A fabricante estoniana Verge Motorcycles e a startup finlandesa Donut Lab agitaram a indústria automóvel durante a CES deste ano, ao anunciarem aquela que seria a primeira bateria de estado sólido do mundo pronta para produção. Na altura, a promessa era ousada: as entregas do modelo Verge Motorcycles TS Pro, equipado com esta tecnologia inovadora, começariam ainda no primeiro trimestre deste ano.
No entanto, o prazo de 31 de março já passou e a realidade parece ser bem diferente do prometido. Segundo as informações mais recentes disponíveis no site da Verge Motorcycles, o calendário de entregas deste modelo foi empurrado para o quarto trimestre do ano.

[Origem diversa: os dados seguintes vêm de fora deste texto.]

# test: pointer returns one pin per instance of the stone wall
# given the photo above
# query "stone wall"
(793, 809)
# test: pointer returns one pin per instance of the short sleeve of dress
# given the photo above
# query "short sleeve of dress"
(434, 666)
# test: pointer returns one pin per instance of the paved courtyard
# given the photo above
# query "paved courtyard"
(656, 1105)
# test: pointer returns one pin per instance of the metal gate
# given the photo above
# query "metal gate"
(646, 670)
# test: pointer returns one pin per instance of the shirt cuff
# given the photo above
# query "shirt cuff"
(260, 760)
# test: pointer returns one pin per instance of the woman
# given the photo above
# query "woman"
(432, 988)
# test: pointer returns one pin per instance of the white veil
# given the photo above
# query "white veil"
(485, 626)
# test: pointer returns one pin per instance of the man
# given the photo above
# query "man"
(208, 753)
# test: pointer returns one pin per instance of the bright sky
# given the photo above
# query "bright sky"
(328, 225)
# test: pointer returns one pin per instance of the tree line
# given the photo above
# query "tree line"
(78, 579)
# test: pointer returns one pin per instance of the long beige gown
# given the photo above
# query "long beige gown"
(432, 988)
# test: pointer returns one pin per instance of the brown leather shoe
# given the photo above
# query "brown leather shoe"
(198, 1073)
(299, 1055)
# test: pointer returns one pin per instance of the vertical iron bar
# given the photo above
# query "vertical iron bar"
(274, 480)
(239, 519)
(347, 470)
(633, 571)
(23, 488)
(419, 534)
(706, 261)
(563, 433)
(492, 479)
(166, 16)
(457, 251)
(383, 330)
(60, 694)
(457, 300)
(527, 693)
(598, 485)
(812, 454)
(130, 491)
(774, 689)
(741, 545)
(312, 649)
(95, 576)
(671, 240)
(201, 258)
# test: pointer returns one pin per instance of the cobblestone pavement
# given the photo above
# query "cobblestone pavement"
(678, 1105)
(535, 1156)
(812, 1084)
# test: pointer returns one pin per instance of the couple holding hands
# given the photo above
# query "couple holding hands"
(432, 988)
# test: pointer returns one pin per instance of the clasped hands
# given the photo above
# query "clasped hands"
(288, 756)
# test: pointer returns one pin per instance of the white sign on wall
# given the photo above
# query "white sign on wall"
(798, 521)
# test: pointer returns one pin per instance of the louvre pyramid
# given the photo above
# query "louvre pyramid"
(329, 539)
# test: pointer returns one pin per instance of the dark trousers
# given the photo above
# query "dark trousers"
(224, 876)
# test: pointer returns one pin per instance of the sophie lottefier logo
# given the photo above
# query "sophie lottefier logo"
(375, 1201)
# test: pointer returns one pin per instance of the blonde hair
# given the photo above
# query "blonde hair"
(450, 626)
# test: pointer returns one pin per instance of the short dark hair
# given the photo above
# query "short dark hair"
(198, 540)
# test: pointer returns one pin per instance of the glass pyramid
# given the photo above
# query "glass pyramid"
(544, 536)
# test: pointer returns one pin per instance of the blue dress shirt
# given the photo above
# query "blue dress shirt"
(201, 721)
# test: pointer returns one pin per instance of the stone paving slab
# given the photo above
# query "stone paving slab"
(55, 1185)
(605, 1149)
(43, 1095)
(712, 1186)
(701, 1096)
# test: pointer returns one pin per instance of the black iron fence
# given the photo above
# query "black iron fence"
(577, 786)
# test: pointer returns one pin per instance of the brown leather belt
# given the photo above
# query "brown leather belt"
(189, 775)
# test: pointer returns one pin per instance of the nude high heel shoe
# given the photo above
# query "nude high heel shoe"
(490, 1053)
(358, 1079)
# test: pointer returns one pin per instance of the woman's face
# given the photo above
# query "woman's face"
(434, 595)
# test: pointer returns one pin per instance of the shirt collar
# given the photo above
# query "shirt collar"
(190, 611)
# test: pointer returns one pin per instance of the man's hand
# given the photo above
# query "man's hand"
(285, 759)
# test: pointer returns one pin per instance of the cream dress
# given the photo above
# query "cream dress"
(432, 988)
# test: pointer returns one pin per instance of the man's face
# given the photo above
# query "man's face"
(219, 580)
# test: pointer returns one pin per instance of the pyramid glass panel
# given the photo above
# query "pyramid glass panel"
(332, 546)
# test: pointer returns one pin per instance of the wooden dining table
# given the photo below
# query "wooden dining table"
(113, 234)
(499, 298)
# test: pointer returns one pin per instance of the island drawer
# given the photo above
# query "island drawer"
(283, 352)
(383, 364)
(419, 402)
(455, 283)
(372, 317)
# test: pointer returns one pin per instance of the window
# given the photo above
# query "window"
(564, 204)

Calendários que não batem certo
A situação parece ser ainda mais complexa para quem não vive nas imediações da sede da empresa. Tuomo Lehtimäki, CEO da Verge Motorcycles, revelou ao jornal finlandês Kauppalehti que as encomendas atuais já se estendem "bem para lá de 2027".
Segundo o executivo, em alguns países como a Finlândia e a Estónia, o tempo de entrega poderá ser mais curto, podendo ocorrer ainda no final de 2026. Isto significa que, se és um dos detentores de uma reserva nos Estados Unidos ou noutras partes da Europa, é pouco provável que vejas a tua mota num futuro próximo. Até ao momento, nem a Verge nem a Donut Lab responderam aos pedidos de comentário para clarificar este novo cronograma.

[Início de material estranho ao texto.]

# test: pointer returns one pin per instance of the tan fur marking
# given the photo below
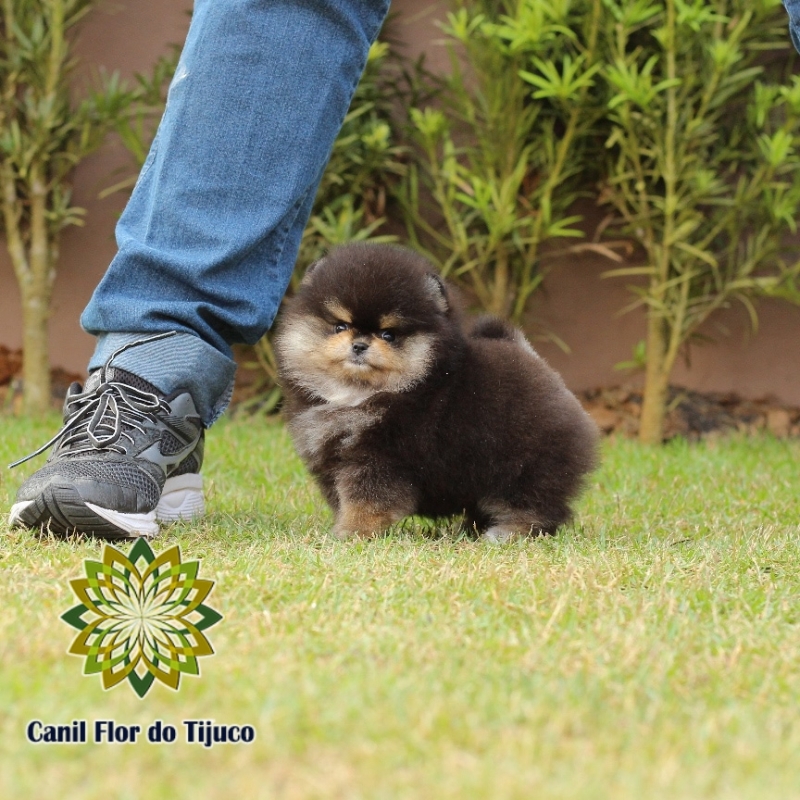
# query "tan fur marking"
(391, 321)
(325, 365)
(339, 311)
(508, 523)
(356, 521)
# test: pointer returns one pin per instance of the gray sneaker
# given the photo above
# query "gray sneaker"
(126, 458)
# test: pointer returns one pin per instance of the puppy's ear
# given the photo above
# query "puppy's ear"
(307, 277)
(437, 291)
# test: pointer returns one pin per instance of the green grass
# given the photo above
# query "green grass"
(650, 650)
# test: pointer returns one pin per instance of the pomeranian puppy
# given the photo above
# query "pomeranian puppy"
(399, 407)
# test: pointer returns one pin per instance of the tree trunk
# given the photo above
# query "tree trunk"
(656, 381)
(35, 360)
(37, 290)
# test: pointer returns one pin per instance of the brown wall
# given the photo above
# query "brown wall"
(576, 303)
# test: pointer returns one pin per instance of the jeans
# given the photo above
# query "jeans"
(793, 7)
(208, 240)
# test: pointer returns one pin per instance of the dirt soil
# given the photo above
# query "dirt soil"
(691, 414)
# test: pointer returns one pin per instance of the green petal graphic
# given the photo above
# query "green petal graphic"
(141, 617)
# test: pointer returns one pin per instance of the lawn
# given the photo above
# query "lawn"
(650, 650)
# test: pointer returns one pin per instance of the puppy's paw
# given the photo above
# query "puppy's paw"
(362, 522)
(500, 534)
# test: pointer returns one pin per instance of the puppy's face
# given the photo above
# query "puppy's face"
(366, 319)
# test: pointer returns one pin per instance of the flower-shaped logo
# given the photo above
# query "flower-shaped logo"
(141, 617)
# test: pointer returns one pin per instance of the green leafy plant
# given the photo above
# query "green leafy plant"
(502, 158)
(44, 134)
(703, 164)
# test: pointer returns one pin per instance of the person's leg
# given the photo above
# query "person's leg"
(209, 238)
(793, 9)
(207, 244)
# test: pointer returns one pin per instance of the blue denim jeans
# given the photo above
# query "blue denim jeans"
(793, 7)
(208, 241)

A confusão aumenta com declarações contraditórias reportadas pelo mesmo jornal, onde o CEO afirmou que seriam "capazes de entregar as motas na primavera". Fica por esclarecer se este "lote de primavera" se refere a uma quantidade minúscula de unidades ou se a capacidade de entrega está dependente de aprovações externas. Sabe-se, contudo, que a produção para este ano está limitada a cerca de 350 motociclos.

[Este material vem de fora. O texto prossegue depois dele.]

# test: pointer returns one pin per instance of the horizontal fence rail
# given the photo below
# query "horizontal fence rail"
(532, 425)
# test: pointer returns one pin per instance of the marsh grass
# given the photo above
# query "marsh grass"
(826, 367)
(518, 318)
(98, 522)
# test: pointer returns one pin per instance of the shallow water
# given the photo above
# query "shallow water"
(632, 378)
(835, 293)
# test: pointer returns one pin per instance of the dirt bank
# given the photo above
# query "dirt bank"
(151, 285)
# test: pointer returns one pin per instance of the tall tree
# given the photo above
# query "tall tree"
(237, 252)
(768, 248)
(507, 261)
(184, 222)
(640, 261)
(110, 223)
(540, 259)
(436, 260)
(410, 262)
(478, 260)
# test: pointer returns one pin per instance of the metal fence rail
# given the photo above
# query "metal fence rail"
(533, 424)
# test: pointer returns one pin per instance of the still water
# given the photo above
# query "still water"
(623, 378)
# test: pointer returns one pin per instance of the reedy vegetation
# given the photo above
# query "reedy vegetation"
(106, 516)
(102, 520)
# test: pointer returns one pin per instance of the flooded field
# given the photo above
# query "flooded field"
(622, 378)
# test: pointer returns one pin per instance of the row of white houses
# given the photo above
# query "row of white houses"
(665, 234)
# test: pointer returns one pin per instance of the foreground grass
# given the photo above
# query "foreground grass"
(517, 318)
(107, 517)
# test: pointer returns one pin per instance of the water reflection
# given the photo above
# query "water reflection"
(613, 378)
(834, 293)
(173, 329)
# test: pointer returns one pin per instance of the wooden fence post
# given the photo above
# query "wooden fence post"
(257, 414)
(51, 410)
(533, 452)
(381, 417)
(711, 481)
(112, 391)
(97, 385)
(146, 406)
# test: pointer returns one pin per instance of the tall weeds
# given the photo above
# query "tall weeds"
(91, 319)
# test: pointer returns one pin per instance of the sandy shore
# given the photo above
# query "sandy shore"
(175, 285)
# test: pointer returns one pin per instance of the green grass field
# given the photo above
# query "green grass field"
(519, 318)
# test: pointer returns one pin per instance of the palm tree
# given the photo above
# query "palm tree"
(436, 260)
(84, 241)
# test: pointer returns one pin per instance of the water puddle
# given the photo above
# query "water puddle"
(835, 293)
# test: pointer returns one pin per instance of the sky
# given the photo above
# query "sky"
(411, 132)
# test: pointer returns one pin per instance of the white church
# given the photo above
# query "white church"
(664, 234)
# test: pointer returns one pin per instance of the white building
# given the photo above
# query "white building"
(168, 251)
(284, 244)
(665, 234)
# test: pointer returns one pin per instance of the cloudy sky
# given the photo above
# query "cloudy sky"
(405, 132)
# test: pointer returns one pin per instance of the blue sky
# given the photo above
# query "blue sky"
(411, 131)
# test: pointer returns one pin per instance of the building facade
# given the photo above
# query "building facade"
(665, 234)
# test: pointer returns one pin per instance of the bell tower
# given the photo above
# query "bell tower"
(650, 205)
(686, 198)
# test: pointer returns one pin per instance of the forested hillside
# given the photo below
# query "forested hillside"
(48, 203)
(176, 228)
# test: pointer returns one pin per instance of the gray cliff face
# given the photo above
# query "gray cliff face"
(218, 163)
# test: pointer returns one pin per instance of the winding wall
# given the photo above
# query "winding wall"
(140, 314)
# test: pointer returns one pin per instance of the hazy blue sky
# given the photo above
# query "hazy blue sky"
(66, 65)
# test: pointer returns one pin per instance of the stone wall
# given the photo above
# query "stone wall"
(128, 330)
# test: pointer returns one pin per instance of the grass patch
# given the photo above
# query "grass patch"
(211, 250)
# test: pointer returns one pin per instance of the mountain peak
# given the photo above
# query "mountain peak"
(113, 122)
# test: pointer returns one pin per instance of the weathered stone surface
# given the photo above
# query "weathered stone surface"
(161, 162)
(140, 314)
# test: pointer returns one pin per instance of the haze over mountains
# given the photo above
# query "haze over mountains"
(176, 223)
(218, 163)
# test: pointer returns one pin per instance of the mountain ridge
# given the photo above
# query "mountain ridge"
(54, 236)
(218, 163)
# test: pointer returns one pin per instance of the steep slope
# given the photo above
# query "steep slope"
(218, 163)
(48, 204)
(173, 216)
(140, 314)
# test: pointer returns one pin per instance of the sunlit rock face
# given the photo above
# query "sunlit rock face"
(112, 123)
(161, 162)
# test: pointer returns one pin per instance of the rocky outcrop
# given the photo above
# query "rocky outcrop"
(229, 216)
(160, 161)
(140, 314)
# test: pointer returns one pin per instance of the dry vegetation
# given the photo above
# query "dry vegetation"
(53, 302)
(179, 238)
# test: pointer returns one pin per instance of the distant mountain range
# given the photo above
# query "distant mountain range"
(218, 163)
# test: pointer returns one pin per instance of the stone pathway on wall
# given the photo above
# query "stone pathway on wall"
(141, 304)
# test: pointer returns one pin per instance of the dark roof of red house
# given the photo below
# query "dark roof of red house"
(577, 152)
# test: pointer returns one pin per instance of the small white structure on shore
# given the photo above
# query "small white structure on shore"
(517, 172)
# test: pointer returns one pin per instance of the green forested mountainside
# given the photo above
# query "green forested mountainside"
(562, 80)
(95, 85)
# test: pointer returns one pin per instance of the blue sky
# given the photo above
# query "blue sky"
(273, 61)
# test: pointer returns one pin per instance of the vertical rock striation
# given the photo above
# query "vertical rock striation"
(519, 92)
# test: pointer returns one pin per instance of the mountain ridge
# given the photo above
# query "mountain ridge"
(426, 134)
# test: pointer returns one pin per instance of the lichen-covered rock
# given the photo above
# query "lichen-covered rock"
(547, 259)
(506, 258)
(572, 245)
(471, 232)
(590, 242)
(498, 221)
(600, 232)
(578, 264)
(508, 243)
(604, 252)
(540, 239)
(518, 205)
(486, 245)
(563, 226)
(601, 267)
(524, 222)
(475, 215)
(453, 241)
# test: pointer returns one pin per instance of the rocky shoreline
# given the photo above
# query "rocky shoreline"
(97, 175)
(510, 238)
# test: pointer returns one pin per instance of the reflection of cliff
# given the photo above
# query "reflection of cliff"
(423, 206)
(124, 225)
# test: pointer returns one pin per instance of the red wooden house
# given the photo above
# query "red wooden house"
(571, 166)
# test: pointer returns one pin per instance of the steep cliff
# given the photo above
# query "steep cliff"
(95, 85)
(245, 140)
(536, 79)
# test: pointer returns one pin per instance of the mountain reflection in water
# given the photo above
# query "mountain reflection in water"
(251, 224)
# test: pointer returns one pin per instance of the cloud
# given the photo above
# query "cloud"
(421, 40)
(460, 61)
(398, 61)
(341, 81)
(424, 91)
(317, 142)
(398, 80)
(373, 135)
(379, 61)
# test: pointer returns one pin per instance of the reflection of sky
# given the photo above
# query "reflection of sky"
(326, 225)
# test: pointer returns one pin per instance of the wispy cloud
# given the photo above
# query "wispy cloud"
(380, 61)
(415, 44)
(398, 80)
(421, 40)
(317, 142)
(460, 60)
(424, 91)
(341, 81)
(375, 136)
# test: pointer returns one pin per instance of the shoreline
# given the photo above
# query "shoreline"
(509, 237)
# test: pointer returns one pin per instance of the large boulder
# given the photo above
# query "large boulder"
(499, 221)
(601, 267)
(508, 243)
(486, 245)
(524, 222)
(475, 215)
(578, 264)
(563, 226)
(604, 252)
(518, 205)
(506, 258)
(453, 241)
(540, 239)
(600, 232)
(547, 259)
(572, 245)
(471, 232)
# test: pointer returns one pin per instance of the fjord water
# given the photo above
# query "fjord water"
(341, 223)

O "milagre" tecnológico sob suspeita
A tecnologia por trás deste atraso é a famosa bateria de estado sólido da Donut Lab. A startup afirmou no mês passado ter desenvolvido uma célula com uma densidade energética de 400 watts-hora por quilograma — sensivelmente o dobro do que encontramos nos packs de iões de lítio atuais.
As promessas são de deixar qualquer entusiasta de boca aberta: carregamento total em apenas cinco minutos, durabilidade de 100.000 ciclos e imunidade total ao fogo. Além disso, a empresa destaca a ausência de materiais de terras raras, protegendo a produção de tensões geopolíticas. Contudo, vários especialistas permanecem extremamente céticos em relação a estas afirmações, e alguns grandes fabricantes de baterias na China já refutaram abertamente a viabilidade destes dados.
O obstáculo da certificação
Para além dos desafios de produção, existe a barreira burocrática. Lehtimäki indicou que os processos de certificação estão em andamento tanto na UE como nos EUA. Para vender qualquer veículo na Europa, é necessário passar pelo processo de aprovação de tipo de veículo completo (Whole Vehicle Type Approval), que garante o cumprimento das normas de segurança e design da União.
Nos EUA, o processo é igualmente rigoroso, envolvendo as normas federais de segurança e os requisitos da Agência de Proteção Ambiental (EPA). Dependendo da minúcia da empresa com a documentação e o produto, estes processos podem demorar desde algumas semanas até mais de um ano. Até vermos testes reais na imprensa e entregas efetivas a clientes, esta bateria milagrosa continua a ser mais um mistério do que uma realidade palpável.